ISMARA Frequently Asked Questions:

Q: My favorite transcription factor (TF) is a repressor, what does it mean when ISMARA says it is active?
Q: Why is my favorite TF not listed?
Q: In which order will the samples be shown?
Q: I cannot read the sample labels in the activity plot. They look truncated.
Q: I have replicate experiments. How exactly should I average them?
Q: I am getting an error while uploading expression data: `connection was reset'
Q: I have found ISMARA useful in my research. How to cite ISMARA?
Q: Can I correlate TF expression with motif activity?
Q: Which z-value is significant enough to state that a TF is changing its activity?
Q: I downloaded a sample from NCBI's Gene Expression Omnibus. Why doesn't it work with ISMARA?
Q: I cannot access my results anymore. It says: `page not found'
Q: A microarray of my choice is not currently supported. Will it be in the future?
Q: I uploaded my expression data a couple of hours ago and I still haven't had a result. How long do I need to wait?
Q: Which microarrays would you recommend for me if I want my ISMARA results be as accurate as possible?
Q: Why are only the top 200 target promoters listed? How do I get the full list?
Q: Why is no single global transcription regulatory network plotted?
Q: A motif is associated with a family of TFs. How can I know which one of the family is responsible?
Q: Can I provide NGS reads in some other format than BED?
Q: My BED files are really big. Is it OK to upload them?
Q: What is the definition of a promoter, and how does it relate to Transcription Start Clusters (TSCs)?
Q: Is there ISMARA for yeast, worm or fly?
Q: Replicated experiments don't get similar predicted motif activities in the ISMARA output. Why?
Q: How do I validate ISMARA's predictions in a follow-up experiment?
Q: Can I upload FASTQ files?
Q: I have some other questions which are not listed here.

Q: My favorite transcription factor (TF) is a repressor, what does it mean when ISMARA says it is active?

When a regulatory motif is assigned a positive activity in a given sample, it means that the occurrence of sites for the motif are predicted to lead to an upregulation of the promoter relative to its average expression/chromatin state signal. ISMARA cannot distinguish whether this is due to an increased activity of an activator or a decreased activity of a repressor. Thus, if you are sure that the TFs which bind a motif of your interest are repressors, then high activity in one sample means that these repressors are `less repressing' in that sample compared to other samples. On a page of a regulatory motif there is a section "Activity-expression correlation" where user can see how expression of a transcription factor is associated with the activity of its motif.
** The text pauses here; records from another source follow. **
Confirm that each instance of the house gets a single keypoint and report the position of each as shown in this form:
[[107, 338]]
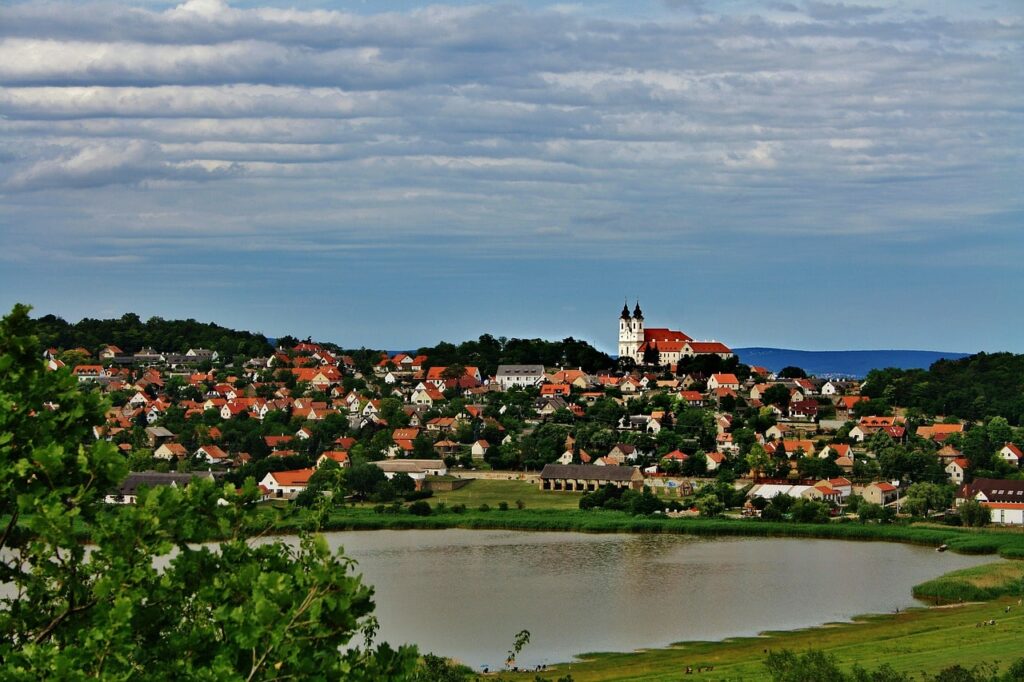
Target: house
[[676, 456], [845, 405], [287, 483], [842, 484], [171, 451], [448, 448], [479, 449], [585, 477], [1011, 454], [574, 378], [127, 493], [335, 456], [622, 452], [956, 469], [804, 410], [723, 381], [837, 450], [881, 493], [714, 460], [869, 425], [156, 435], [110, 352], [562, 390], [1004, 499], [692, 398], [418, 470], [86, 373], [211, 455], [939, 432]]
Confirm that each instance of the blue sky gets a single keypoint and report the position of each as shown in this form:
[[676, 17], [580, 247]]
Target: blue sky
[[813, 174]]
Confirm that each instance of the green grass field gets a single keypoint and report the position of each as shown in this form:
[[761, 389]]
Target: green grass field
[[493, 492], [920, 640]]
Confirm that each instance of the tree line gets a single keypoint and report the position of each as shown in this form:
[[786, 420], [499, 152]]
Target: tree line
[[131, 334]]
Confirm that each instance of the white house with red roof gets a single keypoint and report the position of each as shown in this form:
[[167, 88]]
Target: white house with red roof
[[1011, 454], [672, 345], [287, 483], [723, 381], [956, 470]]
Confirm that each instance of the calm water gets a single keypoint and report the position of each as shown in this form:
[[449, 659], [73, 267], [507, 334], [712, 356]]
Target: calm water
[[466, 593]]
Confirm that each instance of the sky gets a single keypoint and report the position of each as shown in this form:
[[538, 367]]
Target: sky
[[806, 174]]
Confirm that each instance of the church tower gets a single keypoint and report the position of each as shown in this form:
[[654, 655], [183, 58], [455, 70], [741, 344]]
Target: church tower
[[630, 332], [625, 331]]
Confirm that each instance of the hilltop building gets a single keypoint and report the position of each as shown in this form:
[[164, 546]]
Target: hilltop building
[[635, 340]]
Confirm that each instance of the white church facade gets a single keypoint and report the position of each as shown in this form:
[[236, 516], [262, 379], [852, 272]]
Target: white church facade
[[635, 340]]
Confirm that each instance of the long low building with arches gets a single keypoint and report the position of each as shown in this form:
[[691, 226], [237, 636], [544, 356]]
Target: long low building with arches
[[587, 477]]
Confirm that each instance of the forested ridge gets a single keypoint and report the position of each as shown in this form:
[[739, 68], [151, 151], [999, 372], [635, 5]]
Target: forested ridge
[[487, 352], [974, 387], [131, 334]]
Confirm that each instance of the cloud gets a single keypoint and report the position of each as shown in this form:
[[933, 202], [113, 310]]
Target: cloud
[[101, 164], [347, 143], [832, 11]]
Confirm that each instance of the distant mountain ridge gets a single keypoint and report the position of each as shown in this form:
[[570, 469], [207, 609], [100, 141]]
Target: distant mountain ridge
[[842, 363]]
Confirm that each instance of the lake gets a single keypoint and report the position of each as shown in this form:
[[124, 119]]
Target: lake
[[465, 594]]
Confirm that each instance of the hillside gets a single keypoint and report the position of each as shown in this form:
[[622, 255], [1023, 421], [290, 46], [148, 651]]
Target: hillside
[[842, 363]]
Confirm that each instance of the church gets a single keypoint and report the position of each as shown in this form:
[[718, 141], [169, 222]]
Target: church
[[635, 340]]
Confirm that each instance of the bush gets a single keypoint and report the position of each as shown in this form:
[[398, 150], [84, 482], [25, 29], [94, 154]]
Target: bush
[[420, 508]]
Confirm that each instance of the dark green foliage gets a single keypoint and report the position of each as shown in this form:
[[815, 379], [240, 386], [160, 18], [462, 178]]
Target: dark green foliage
[[974, 387], [487, 352], [815, 666], [420, 508], [130, 334], [235, 611]]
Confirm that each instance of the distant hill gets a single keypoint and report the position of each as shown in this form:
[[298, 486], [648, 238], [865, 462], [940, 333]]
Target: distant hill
[[842, 363]]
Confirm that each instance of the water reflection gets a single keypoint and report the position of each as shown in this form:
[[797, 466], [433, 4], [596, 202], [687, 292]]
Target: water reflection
[[466, 593]]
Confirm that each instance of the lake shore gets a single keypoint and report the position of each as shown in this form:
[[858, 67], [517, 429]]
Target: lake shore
[[916, 640], [1006, 544]]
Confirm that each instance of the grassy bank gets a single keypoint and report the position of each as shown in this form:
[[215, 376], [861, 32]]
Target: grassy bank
[[919, 640], [975, 584], [1008, 545]]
Often (but not always) this RNA expression profile will show positive correlation with the activities for activators and negative correlation with the activities for repressors.

Q: Why is my favorite TF not listed?

ISMARA uses a curated list of high quality regulatory motifs that combines data from motif databases, e.g. JASPAR , SwissRegulon , etc. with our own motif finding methods applied to different data-sets. Our motif set is periodically updated to take new experimental data into account. If you believe you have a high quality position-specific weight matrix for a TF currently not represented in ISMARA's collection, please contact us as we would be interested to include it in a future release of ISMARA.

Q: In which order will the samples be shown?

Samples are ordered in alphabetical order by filename. If you want to make sure they are listed in a particular order (e.g. ordered in time), give the files appropriate names, e.g.:
00_control.CEL,
01_perturbation_1h.CEL,
02_perturbation_4h.CEL, ...

Q: I cannot read the sample labels in the activity plot.

ISMARA automatically rescales plots and their labels to fit the file names specified by the user. When file names are very long, they will be truncated. However if you move your cursor to a point of interest on the activity plot (or almost any other plot) you will see popup boxes with the full sample name and activity value plus error bar.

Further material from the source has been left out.